From London, Suarez is visiting American towns and cities to promote his latest book, "Palestine Mapped: From the River to the Sea in Early Geographic Thought with Thomas Suarez."
Interlink Publishing, a Palestinian-owned, independent book publisher in Northampton, is producing and distributing the work. Its co-founder, Michel Moushabeck, told the audience he was honored to have brought Suarez in for the lecture.
The hotly debated slogan, "From the river to the sea," refers to the land between the Jordan River and Mediterranean Sea, encompassing Israel and the Palestinian territories.
Palestinians and their supporters say they see the phrase as a call for freedom, human rights and peaceful coexistence in a single, secular democratic state. Many Israelis and Jewish people see it another way -- as an antisemitic call for the destruction of Israel.
The U.S. House of Representatives condemned the phrase as antisemitic in 2024.
The state of Israel was established in 1948, following the end of World War II and the Holocaust that killed millions of Jews.
According to the United States Holocaust Museum, Jews believed there was no future for them in Europe, and they desired a safe haven somewhere else. On Nov. 29, 1947, the U.N. General Assembly passed Resolution 181, a plan to partition Palestine into separate Arab and Jewish states.
Israel was created in 1948, sparking nearly 80 years of war and dispute over who was there first and who owns the land.
"Israel only exists by keeping people in internment camps. If all people were equal, Israel would cease to exist," said Suarez.
In the interview with The Republican from London before he came to the U.S., Suarez called for the elimination of Israel.
"The problem is the very existence of the Israeli state period, the existence of any state based on a genocidal ideology, and Zionism is an irredeemably genocidal ideology," he claimed.
Suarez goes scorched earth when he outlines what he calls the crimes of Israel, accusing the nation and its leaders of "ethnic cleansing."
"The land between the river and the sea, historic Palestine, was inhabited by various peoples who lived together. There were Jews, Christians, Muslims, atheists, you name it. It was only Zionism that segregated them. When Zionism took over, only those Indigenous people who were Jewish remained, and the rest were ethnically cleansed," he said.
Suarez accuses global powers, the U.S. foremost among them, of enabling what he calls Israel's segregationist, apartheid policies. He insists dismantling Israel is possible and rejects a fait accompli that allows the nation to exist.
"The Zionist project must be forcibly stopped. It's not going to stop on its own volition, just like we stopped the Nazis, and just like we exerted pressure to stop apartheid in South Africa," he said.
World leaders are now considering President Trump's bullet-point peace plan, which so far has accomplished only a hostage exchange and shaky cease fire.
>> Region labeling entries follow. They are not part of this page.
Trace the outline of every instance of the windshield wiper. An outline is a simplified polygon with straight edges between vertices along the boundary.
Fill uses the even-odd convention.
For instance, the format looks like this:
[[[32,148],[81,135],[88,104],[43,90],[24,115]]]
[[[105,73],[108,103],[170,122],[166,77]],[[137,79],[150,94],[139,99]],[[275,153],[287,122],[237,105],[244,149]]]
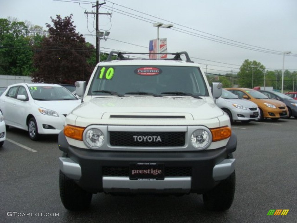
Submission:
[[[184,95],[187,96],[191,96],[195,98],[203,99],[202,98],[197,95],[195,95],[190,93],[183,92],[182,91],[172,91],[168,92],[162,92],[161,94],[164,94],[165,95]]]
[[[144,91],[135,91],[135,92],[127,92],[125,93],[126,95],[150,95],[155,97],[162,97],[160,95],[157,95],[153,93],[145,92]]]
[[[101,92],[101,93],[105,93],[106,94],[109,94],[111,95],[116,95],[117,96],[119,96],[119,97],[124,97],[125,95],[123,95],[121,94],[119,94],[117,92],[116,92],[115,91],[105,91],[105,90],[102,90],[102,91],[94,91],[92,92],[92,93],[95,93],[96,92]]]
[[[38,101],[49,101],[50,100],[48,99],[44,99],[44,98],[33,98],[34,100],[37,100]]]

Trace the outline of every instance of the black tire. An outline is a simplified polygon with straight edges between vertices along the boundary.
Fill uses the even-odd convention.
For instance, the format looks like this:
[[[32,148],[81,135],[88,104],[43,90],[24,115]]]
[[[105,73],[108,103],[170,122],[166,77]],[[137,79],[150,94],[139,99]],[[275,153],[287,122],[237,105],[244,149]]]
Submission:
[[[232,154],[228,158],[232,158]],[[222,211],[230,208],[233,202],[235,191],[235,171],[224,180],[211,190],[203,194],[203,202],[207,209]]]
[[[264,117],[263,114],[263,111],[262,109],[259,108],[259,118],[258,119],[258,121],[263,121],[264,120]]]
[[[87,192],[60,171],[60,195],[63,205],[69,211],[83,211],[90,206],[93,194]]]
[[[229,116],[229,118],[230,119],[230,122],[231,123],[233,123],[233,118],[232,117],[232,114],[231,114],[231,112],[228,109],[223,109],[222,110],[223,111],[227,113],[227,114],[228,115],[228,116]]]
[[[28,133],[31,139],[34,141],[38,140],[39,138],[38,128],[36,120],[34,117],[30,118],[28,122]]]

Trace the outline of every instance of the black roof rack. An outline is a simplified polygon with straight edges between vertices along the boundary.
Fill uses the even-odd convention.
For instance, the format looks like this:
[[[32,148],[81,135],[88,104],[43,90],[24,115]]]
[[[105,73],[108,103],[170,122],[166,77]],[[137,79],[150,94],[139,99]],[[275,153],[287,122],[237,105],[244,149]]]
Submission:
[[[125,54],[142,54],[142,55],[148,55],[148,54],[162,54],[163,55],[164,54],[166,54],[167,55],[174,55],[174,56],[173,58],[162,58],[160,59],[147,59],[145,58],[129,58],[129,57],[125,57],[124,56],[124,55]],[[117,60],[127,60],[127,59],[158,59],[158,60],[182,60],[181,59],[181,55],[184,55],[186,57],[186,62],[188,62],[191,63],[193,63],[194,62],[192,61],[191,60],[191,59],[190,58],[190,57],[189,56],[189,54],[188,54],[188,53],[186,51],[182,51],[181,52],[178,52],[177,53],[125,53],[121,52],[119,52],[119,51],[111,51],[109,53],[109,55],[108,55],[108,57],[107,58],[107,59],[105,61],[111,61],[113,60],[112,59],[112,56],[113,56],[116,55],[117,57],[116,59]]]

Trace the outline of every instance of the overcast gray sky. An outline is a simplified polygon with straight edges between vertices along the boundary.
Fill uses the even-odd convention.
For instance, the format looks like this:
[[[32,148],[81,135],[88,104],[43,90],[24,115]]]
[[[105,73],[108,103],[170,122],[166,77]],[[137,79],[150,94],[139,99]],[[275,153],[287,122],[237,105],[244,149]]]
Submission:
[[[95,34],[95,20],[84,12],[95,10],[91,3],[96,1],[63,1],[1,0],[0,17],[28,20],[46,29],[45,23],[52,24],[50,16],[72,13],[77,31],[88,34],[86,41],[95,45],[94,35],[89,35]],[[297,71],[296,0],[106,2],[99,12],[112,15],[99,17],[99,29],[110,32],[110,39],[100,41],[103,51],[148,52],[149,40],[157,37],[153,24],[160,22],[174,25],[159,30],[160,37],[168,39],[168,51],[187,51],[205,72],[207,65],[208,73],[236,73],[246,59],[269,70],[281,70],[285,51],[292,52],[285,57],[285,69]]]

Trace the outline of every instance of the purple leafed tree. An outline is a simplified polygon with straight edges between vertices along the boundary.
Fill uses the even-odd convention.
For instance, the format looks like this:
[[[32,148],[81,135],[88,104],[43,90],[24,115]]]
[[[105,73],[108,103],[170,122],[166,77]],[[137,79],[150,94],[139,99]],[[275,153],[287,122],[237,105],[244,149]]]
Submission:
[[[75,32],[72,16],[62,18],[56,15],[56,19],[50,17],[52,26],[46,24],[49,35],[35,49],[34,82],[73,84],[89,79],[93,67],[87,61],[94,50]]]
Part of that framework is a two-state solution, which includes Israel and Palestine.
Suarez said he has no patience for this approach.
"The very idea of the need to chop up historic Palestine is to legitimize the Zionist libel that the various peoples who lived in the region for millennia suddenly can't live together," he said. "The purpose for two states is to divide what had always been a single territorial unit in order to segregate the land between Jews and non-Jews. The very idea should horrify us."